6. The system of claim 1, wherein the second communication protocol includes Bluetooth protocol.

7. The system of claim 1, wherein the GATT-based communications are transformed into the second communication protocol by converting the GATT-based communications into a payload of a Wi Fi message.

8. The system of claim 7, wherein the application of the second portion of the GATT-based profile receives the Wi Fi message and extracts the payload from the Wi Fi message.

9. The system of claim 1, wherein the GATT-based communications are transformed into the second communication protocol by extracting a GATT payload from the GATT-based communications and pass the payload to a Wi Fi IP packet.

10. The system of claim 9, wherein the application of the second portion of the GATT-based profile receives the Wi Fi IP packet and extracts the GATT payload from the Wi Fi IP packet.

11. The system of claim 1, further comprising an application embedded in the other electronic control module, the application configured to implement a function associated with the GATT-based communications.

12. A method for communicating with a portable electronic device, comprising:

receiving generic attribute profile (GATT)-based communications, by an electronic control module, from the portable electronic device, the portable electronic device using a generic attribute profile (GATT);

transforming, via a first portion of a GATT-based stack, the GATT-based communications into a second communication protocol, the first portion of the GATT-based stack configured for the electronic control module;

wherein another electronic control module includes operative logic when implemented, the other electronic control module in communication with the electronic control module by the second communication protocol; and

wherein a second portion of the GATT-based stack includes an application that communicates by a GATT-based profile, the second portion of the GATT-based stack configured for the other electronic control module.

13. The method of claim 12, wherein the electronic control module and the other electronic control module are embedded in a vehicle.

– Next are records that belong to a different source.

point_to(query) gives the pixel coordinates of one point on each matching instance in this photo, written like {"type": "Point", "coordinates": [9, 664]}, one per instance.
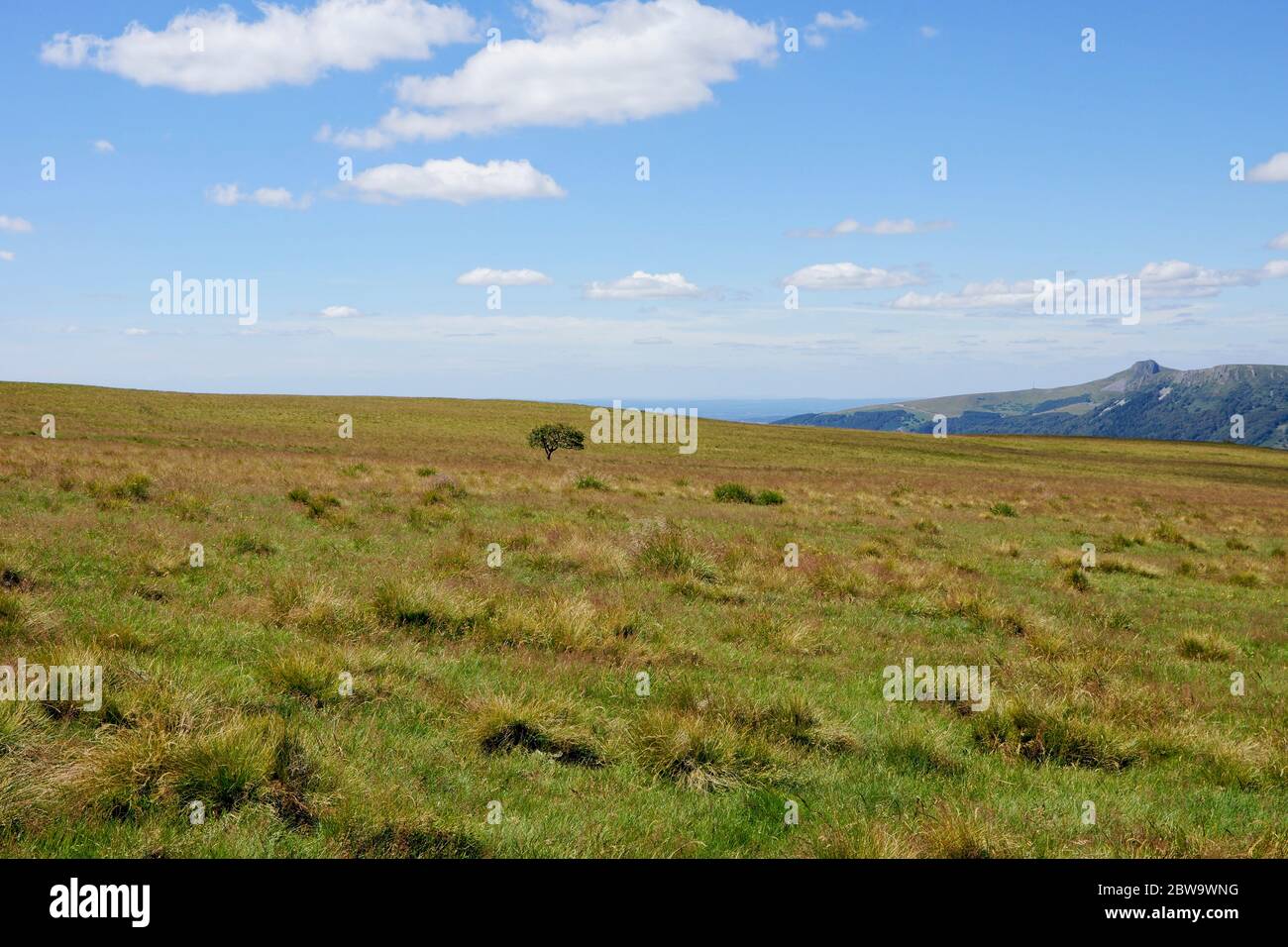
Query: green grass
{"type": "Point", "coordinates": [642, 674]}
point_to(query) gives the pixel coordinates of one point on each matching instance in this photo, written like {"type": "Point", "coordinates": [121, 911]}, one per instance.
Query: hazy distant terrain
{"type": "Point", "coordinates": [1144, 401]}
{"type": "Point", "coordinates": [516, 684]}
{"type": "Point", "coordinates": [751, 410]}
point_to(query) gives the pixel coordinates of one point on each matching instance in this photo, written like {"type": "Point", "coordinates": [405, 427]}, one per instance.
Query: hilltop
{"type": "Point", "coordinates": [1144, 401]}
{"type": "Point", "coordinates": [610, 660]}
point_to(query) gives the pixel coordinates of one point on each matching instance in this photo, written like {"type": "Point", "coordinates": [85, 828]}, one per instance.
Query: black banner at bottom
{"type": "Point", "coordinates": [334, 896]}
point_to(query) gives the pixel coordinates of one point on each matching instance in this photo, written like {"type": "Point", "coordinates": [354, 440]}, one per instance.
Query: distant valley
{"type": "Point", "coordinates": [1145, 401]}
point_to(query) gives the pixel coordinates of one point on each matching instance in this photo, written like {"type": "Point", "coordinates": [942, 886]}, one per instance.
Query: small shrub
{"type": "Point", "coordinates": [503, 724]}
{"type": "Point", "coordinates": [441, 491]}
{"type": "Point", "coordinates": [1077, 579]}
{"type": "Point", "coordinates": [1048, 737]}
{"type": "Point", "coordinates": [245, 544]}
{"type": "Point", "coordinates": [11, 612]}
{"type": "Point", "coordinates": [1206, 647]}
{"type": "Point", "coordinates": [137, 488]}
{"type": "Point", "coordinates": [669, 552]}
{"type": "Point", "coordinates": [733, 492]}
{"type": "Point", "coordinates": [698, 754]}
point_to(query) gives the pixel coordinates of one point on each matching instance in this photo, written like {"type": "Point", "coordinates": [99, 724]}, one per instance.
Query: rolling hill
{"type": "Point", "coordinates": [1145, 401]}
{"type": "Point", "coordinates": [387, 638]}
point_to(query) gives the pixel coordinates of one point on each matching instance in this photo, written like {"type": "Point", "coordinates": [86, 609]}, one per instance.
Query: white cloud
{"type": "Point", "coordinates": [231, 195]}
{"type": "Point", "coordinates": [850, 275]}
{"type": "Point", "coordinates": [883, 227]}
{"type": "Point", "coordinates": [1273, 171]}
{"type": "Point", "coordinates": [832, 21]}
{"type": "Point", "coordinates": [284, 47]}
{"type": "Point", "coordinates": [1167, 279]}
{"type": "Point", "coordinates": [640, 285]}
{"type": "Point", "coordinates": [456, 180]}
{"type": "Point", "coordinates": [608, 63]}
{"type": "Point", "coordinates": [1175, 278]}
{"type": "Point", "coordinates": [483, 275]}
{"type": "Point", "coordinates": [974, 295]}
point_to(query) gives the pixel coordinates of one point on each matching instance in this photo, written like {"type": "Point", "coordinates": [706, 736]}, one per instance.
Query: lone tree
{"type": "Point", "coordinates": [552, 437]}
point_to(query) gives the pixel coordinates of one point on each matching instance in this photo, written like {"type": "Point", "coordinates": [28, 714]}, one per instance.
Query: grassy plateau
{"type": "Point", "coordinates": [631, 671]}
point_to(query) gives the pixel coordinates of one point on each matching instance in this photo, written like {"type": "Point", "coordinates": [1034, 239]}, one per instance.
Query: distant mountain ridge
{"type": "Point", "coordinates": [1144, 401]}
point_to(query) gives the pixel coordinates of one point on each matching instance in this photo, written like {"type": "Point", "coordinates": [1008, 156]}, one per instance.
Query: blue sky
{"type": "Point", "coordinates": [767, 166]}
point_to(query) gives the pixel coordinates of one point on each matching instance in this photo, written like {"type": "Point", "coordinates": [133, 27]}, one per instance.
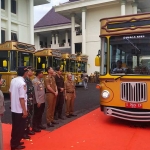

14. The method of claim 13, wherein the electronic control module is a telematics device.

15. The method of claim 13, wherein the other electronic control module is a radio control module.

16. The method of claim 12, wherein the GATT is implemented using Bluetooth Low Energy protocol.

17. The method of claim 12, wherein the second communication protocol includes Bluetooth protocol.

18. The method of claim 12, wherein the GATT-based communications are transformed into the second communication protocol by converting the GATT-based communications into a payload of a Wi Fi message.

19. The method of claim 18, wherein the application of the second portion of the GATT-based profile receives the Wi Fi message and extracts the payload from the Wi Fi message.

20. The method of claim 12, wherein the GATT-based communications are transformed into the second communication protocol by extracting a GATT payload from the GATT-based communications and pass the payload to a Wi Fi IP packet.